Pesquisa Pew de 2007 apontou que sete em cada dez adultos americanos declarou já ter atirado com arma de fogo, incluindo os que não possuem armas.
Mortes que contrastam com países ricos
Os EUA são o segundo país com o maior número de mortes por arma de fogo do mundo – atrás apenas do Brasil. Em 2016, foram 38 mil. A proporção de mortes causadas por armas de fogo no país em 2016 foi de 12 por 100 mil habitantes, segundo o Departamento de Saúde Americano.
Nenhuma outra nação desenvolvida tem uma proporção tão alta. No mesmo ano, a da Alemanha foi de 0,9. A do Japão, 0,2. A proporção americana é semelhante à de países como República Dominicana e Paraguai.
Mais da metade (59%) das mortes por arma de fogo nos EUA em 2016 consistiu em suicídios. Uma parcela pequena (2%) foi causada por acidentes com armas. O restante, homicídios. No Brasil, os homicídios representaram 94,8% das mortes por arma de fogo em 2014.
A taxa de suicídios por 100 mil habitantes dos EUA é a 30° do mundo, mas em relação à preferência por armas como meio para se matar, o país aparece em 2° lugar, apenas atrás da Groenlândia.

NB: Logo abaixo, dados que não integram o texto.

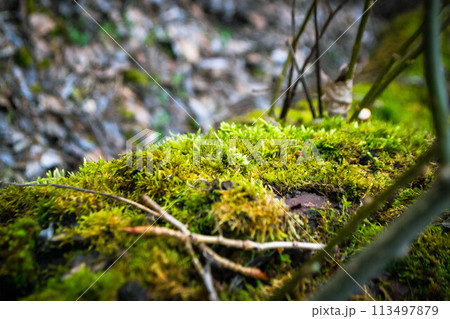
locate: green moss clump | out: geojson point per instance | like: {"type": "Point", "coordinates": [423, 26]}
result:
{"type": "Point", "coordinates": [24, 57]}
{"type": "Point", "coordinates": [237, 196]}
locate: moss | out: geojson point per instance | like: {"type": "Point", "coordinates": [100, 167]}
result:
{"type": "Point", "coordinates": [236, 196]}
{"type": "Point", "coordinates": [24, 57]}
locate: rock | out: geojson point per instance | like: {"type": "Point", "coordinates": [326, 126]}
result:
{"type": "Point", "coordinates": [217, 66]}
{"type": "Point", "coordinates": [132, 291]}
{"type": "Point", "coordinates": [50, 103]}
{"type": "Point", "coordinates": [50, 159]}
{"type": "Point", "coordinates": [90, 106]}
{"type": "Point", "coordinates": [35, 150]}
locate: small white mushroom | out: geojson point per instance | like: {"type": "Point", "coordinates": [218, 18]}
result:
{"type": "Point", "coordinates": [364, 114]}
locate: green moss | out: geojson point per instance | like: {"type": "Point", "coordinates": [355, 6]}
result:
{"type": "Point", "coordinates": [400, 103]}
{"type": "Point", "coordinates": [358, 160]}
{"type": "Point", "coordinates": [136, 77]}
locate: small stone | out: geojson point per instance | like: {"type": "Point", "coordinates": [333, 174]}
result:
{"type": "Point", "coordinates": [50, 159]}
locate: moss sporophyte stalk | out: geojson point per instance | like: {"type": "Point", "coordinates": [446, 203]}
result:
{"type": "Point", "coordinates": [234, 196]}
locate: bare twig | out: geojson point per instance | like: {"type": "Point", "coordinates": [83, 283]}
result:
{"type": "Point", "coordinates": [219, 240]}
{"type": "Point", "coordinates": [319, 84]}
{"type": "Point", "coordinates": [288, 60]}
{"type": "Point", "coordinates": [305, 87]}
{"type": "Point", "coordinates": [206, 276]}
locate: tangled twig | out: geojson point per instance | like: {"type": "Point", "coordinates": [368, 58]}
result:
{"type": "Point", "coordinates": [184, 234]}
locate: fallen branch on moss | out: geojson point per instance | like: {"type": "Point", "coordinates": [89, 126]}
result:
{"type": "Point", "coordinates": [219, 240]}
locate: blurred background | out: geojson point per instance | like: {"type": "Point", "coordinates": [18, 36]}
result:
{"type": "Point", "coordinates": [69, 92]}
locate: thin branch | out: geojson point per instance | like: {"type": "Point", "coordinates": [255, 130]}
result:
{"type": "Point", "coordinates": [206, 276]}
{"type": "Point", "coordinates": [291, 92]}
{"type": "Point", "coordinates": [319, 84]}
{"type": "Point", "coordinates": [359, 35]}
{"type": "Point", "coordinates": [219, 240]}
{"type": "Point", "coordinates": [116, 197]}
{"type": "Point", "coordinates": [379, 86]}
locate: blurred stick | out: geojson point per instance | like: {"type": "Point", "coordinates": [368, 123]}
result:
{"type": "Point", "coordinates": [290, 93]}
{"type": "Point", "coordinates": [224, 262]}
{"type": "Point", "coordinates": [206, 276]}
{"type": "Point", "coordinates": [357, 45]}
{"type": "Point", "coordinates": [397, 64]}
{"type": "Point", "coordinates": [288, 61]}
{"type": "Point", "coordinates": [313, 265]}
{"type": "Point", "coordinates": [319, 84]}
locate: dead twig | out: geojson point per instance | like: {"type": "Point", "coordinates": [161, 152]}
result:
{"type": "Point", "coordinates": [305, 87]}
{"type": "Point", "coordinates": [206, 275]}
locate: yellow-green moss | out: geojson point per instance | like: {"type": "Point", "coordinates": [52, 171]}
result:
{"type": "Point", "coordinates": [358, 161]}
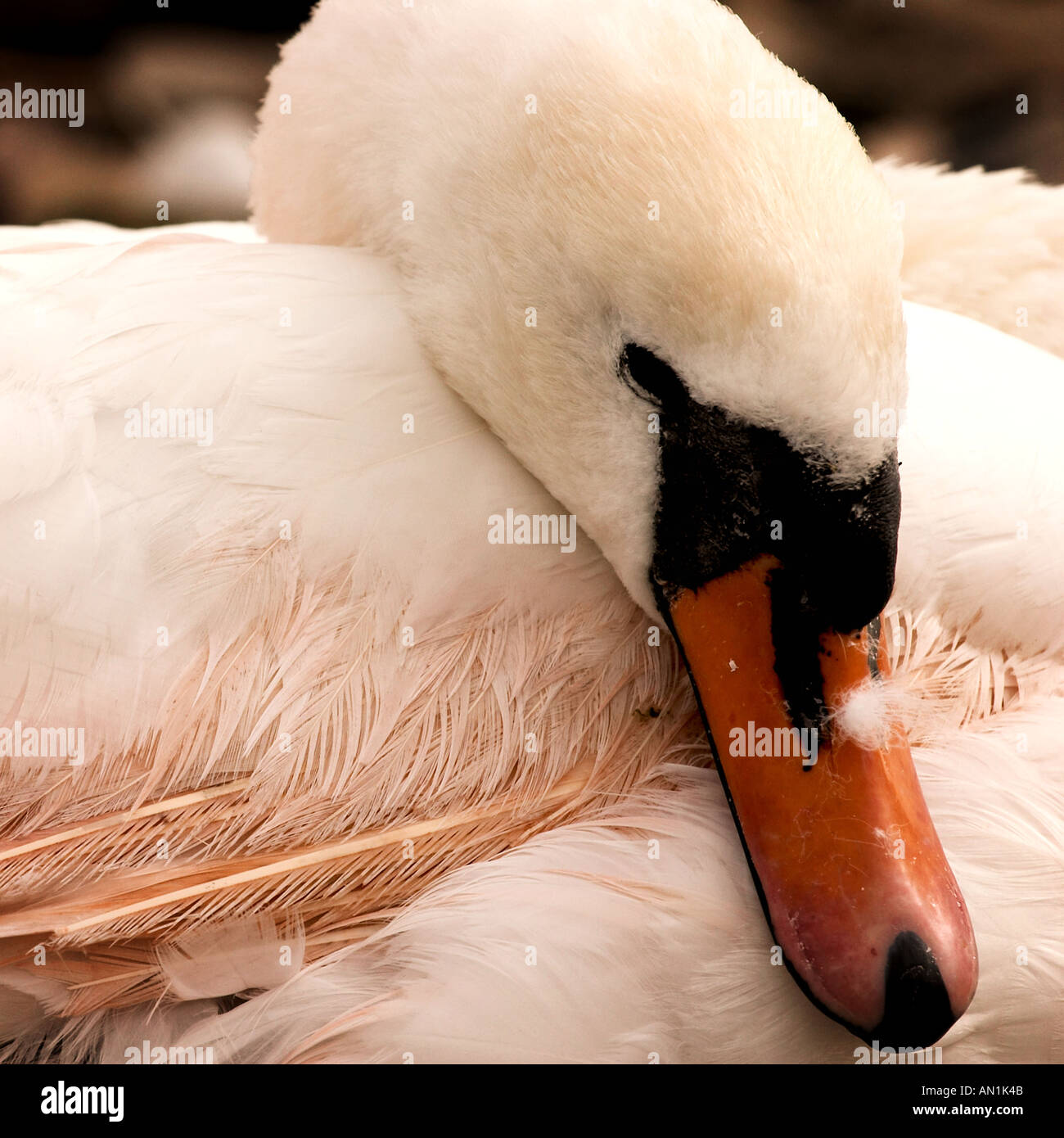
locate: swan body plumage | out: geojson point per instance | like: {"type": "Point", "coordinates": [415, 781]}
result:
{"type": "Point", "coordinates": [460, 782]}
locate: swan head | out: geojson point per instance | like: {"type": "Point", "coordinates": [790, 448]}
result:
{"type": "Point", "coordinates": [662, 269]}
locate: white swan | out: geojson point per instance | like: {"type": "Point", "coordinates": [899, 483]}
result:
{"type": "Point", "coordinates": [300, 630]}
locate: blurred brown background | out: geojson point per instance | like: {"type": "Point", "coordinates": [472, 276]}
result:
{"type": "Point", "coordinates": [171, 93]}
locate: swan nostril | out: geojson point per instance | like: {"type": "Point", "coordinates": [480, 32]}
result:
{"type": "Point", "coordinates": [917, 1011]}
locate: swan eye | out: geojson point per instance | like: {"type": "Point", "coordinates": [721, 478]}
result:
{"type": "Point", "coordinates": [651, 376]}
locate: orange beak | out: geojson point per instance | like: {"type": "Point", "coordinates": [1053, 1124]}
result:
{"type": "Point", "coordinates": [848, 865]}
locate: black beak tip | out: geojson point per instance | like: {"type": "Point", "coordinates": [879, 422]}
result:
{"type": "Point", "coordinates": [917, 1011]}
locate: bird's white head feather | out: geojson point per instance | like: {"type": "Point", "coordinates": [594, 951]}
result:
{"type": "Point", "coordinates": [554, 178]}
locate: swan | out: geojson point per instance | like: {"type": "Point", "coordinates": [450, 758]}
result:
{"type": "Point", "coordinates": [277, 556]}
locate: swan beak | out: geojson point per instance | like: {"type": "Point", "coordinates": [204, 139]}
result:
{"type": "Point", "coordinates": [849, 869]}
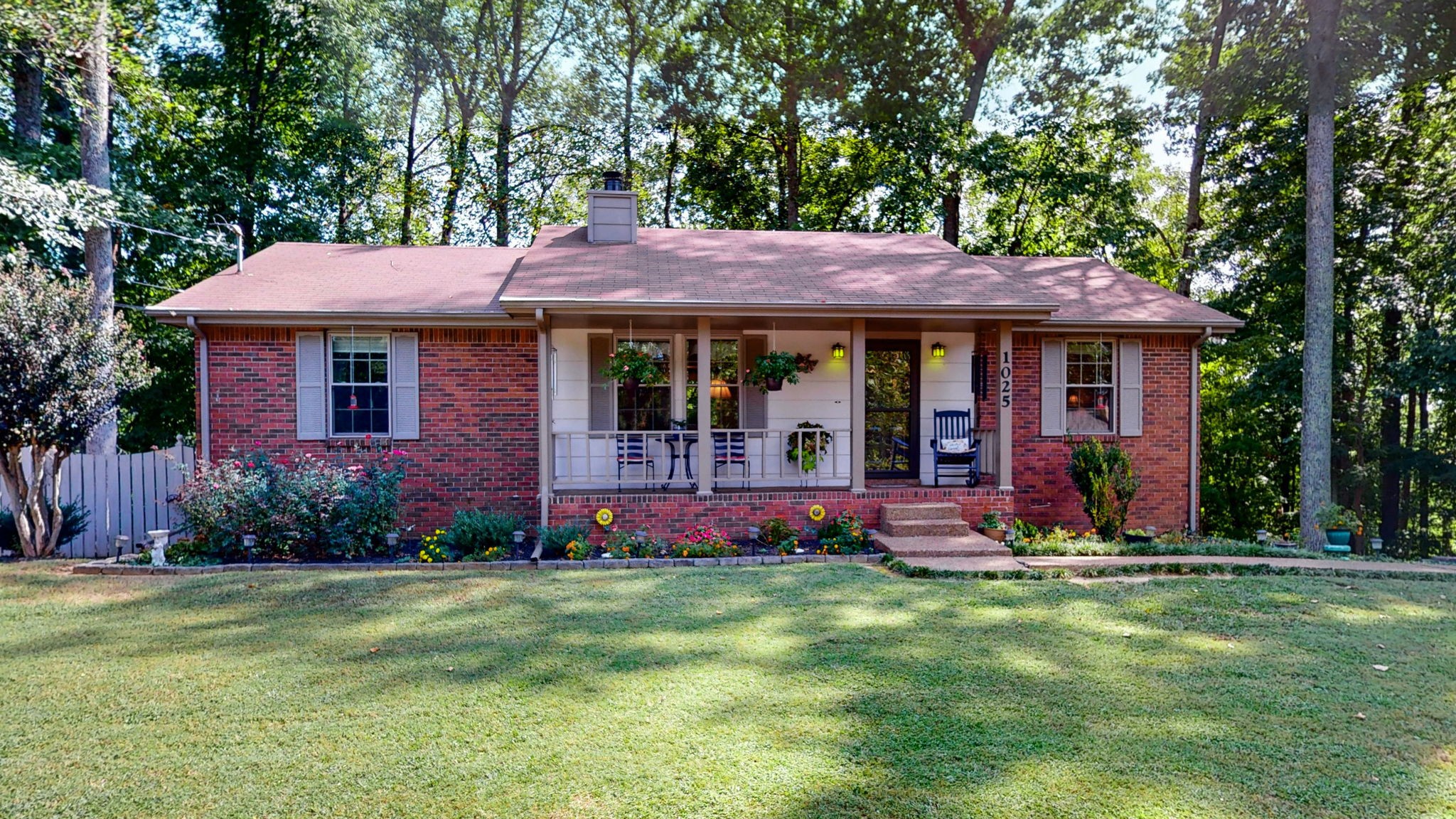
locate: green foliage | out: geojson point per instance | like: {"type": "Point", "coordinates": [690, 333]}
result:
{"type": "Point", "coordinates": [843, 535]}
{"type": "Point", "coordinates": [776, 365]}
{"type": "Point", "coordinates": [1104, 477]}
{"type": "Point", "coordinates": [629, 362]}
{"type": "Point", "coordinates": [555, 540]}
{"type": "Point", "coordinates": [301, 509]}
{"type": "Point", "coordinates": [1336, 516]}
{"type": "Point", "coordinates": [579, 550]}
{"type": "Point", "coordinates": [807, 448]}
{"type": "Point", "coordinates": [483, 535]}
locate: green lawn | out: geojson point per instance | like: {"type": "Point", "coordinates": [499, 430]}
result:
{"type": "Point", "coordinates": [750, 691]}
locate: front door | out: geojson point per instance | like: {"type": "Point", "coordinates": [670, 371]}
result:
{"type": "Point", "coordinates": [892, 408]}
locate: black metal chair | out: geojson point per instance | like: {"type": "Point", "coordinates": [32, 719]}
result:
{"type": "Point", "coordinates": [953, 426]}
{"type": "Point", "coordinates": [732, 449]}
{"type": "Point", "coordinates": [632, 452]}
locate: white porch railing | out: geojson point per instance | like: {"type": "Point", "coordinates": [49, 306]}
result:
{"type": "Point", "coordinates": [990, 451]}
{"type": "Point", "coordinates": [670, 459]}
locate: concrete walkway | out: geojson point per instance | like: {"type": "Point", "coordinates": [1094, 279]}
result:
{"type": "Point", "coordinates": [1010, 564]}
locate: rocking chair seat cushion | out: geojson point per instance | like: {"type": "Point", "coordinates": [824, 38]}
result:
{"type": "Point", "coordinates": [956, 446]}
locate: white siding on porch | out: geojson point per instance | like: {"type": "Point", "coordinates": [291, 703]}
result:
{"type": "Point", "coordinates": [946, 384]}
{"type": "Point", "coordinates": [820, 397]}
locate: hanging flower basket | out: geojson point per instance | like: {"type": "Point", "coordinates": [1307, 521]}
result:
{"type": "Point", "coordinates": [769, 372]}
{"type": "Point", "coordinates": [632, 368]}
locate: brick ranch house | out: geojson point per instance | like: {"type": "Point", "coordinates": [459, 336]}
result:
{"type": "Point", "coordinates": [482, 363]}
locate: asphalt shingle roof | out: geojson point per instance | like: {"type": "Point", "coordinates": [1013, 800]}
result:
{"type": "Point", "coordinates": [669, 267]}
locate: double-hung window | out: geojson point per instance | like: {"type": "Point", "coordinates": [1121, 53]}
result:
{"type": "Point", "coordinates": [1089, 387]}
{"type": "Point", "coordinates": [724, 387]}
{"type": "Point", "coordinates": [647, 407]}
{"type": "Point", "coordinates": [358, 385]}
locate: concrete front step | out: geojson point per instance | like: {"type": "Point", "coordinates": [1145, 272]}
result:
{"type": "Point", "coordinates": [967, 545]}
{"type": "Point", "coordinates": [890, 512]}
{"type": "Point", "coordinates": [933, 528]}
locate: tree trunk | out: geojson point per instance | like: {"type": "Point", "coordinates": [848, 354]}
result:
{"type": "Point", "coordinates": [408, 213]}
{"type": "Point", "coordinates": [28, 83]}
{"type": "Point", "coordinates": [1193, 222]}
{"type": "Point", "coordinates": [459, 151]}
{"type": "Point", "coordinates": [979, 38]}
{"type": "Point", "coordinates": [626, 120]}
{"type": "Point", "coordinates": [1320, 262]}
{"type": "Point", "coordinates": [672, 176]}
{"type": "Point", "coordinates": [1391, 430]}
{"type": "Point", "coordinates": [97, 171]}
{"type": "Point", "coordinates": [503, 173]}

Defensores de armas nos EUA costumam propagandear que elas são necessárias para a autodefesa. Mas dados de 2017 nos EUA mostram que para cada "homicídio justificável” com arma de fogo por um cidadão em autodefesa, ocorrem 34 homicídios com intenção criminosa – e mais de 70 suicídios.
As armas de fogo são o instrumento preferencial de homicidas nos EUA. Elas foram usadas em 72% dos homicídios registrados no país em 2017. No Brasil, a proporção foi de 71,7% em 2016. Apesar disso, o número de homicídios por arma de fogo nos EUA é menor do que algumas décadas atrás. Em 1981, a taxa foi de 6,6 por 100 mil habitantes. Em 2016, foi de 3,44.
Os dez estados que lideram o número de mortes por arma de fogo no país também possuem algumas das legislações mais frouxas de controle. Entre eles estão o Alabama e o Mississippi. Já Nova York, que tem uma legislação rígida, tem uma das menores incidências do país.
A ocorrência regular de chacinas por armas de fogo nos EUA também contrasta com outros países desenvolvidos. Segundo levantamento do jornal Washington Post (WP), ocorreram 161 massacres no país com mais de quatro vítimas desde 1966, quando um estudante armado matou 16 pessoas na Universidade do Texas em Austin. O total de vítimas nesses episódios foi 1.148 pessoas – incluindo 189 crianças e adolescentes.
A pesquisa exclui disputas de gangues, assaltos violentos e assassinatos envolvendo brigas domésticas. O mais recente ocorreu no dia 23 de janeiro, quando cinco mulheres foram mortas por um funcionário de um banco na Flórida.
O WP também apontou que 308 armas foram encontradas em poder dos atiradores nesses 161 massacres. Destas, pelo menos 172 foram compradas legalmente. Em vários casos, os mecanismos de checagem falharam em apontar que os compradores tinham histórico de problemas mentais.
Opinião pública
A opinião dos americanos sobre a venda, posse e porte de armas de fogo é complexa e varia conforme o tipo de armamento e proposta de controle. O país também já foi menos apaixonado por armas. Uma pesquisa do instituto Gallup de outubro de 2018 mostrou que 61% desejam leis mais rígidas para venda de armas. Outros 30% afirmam que as atuais são suficientes e 8% desejam legislação mais liberal. Quase 60% dos americanos também afirmaram que estão insatisfeitos com a atual legislação sobre armas e 51% querem mais leis sobre o tema. Três em cada quatro também são favoráveis a um período de espera de 30 dias para compra e 70% desejam que todas as armas sejam registradas junto à polícia.
Por outro lado, apenas 28% concordam com uma proibição de armas de cano curto (como pistolas) para civis. Outros 71% são contra tal proposta. Quando o assunto envolve armas semiautomáticas, como fuzis de assalto, 40% se mostraram favoráveis à proibição da fabricação e posse, enquanto 57% são contra. Em 1959, 60% dos americanos eram favoráveis à proibição da venda de armas de cano curto para civis e, em 1990, 78% desejavam leis mais rígidas.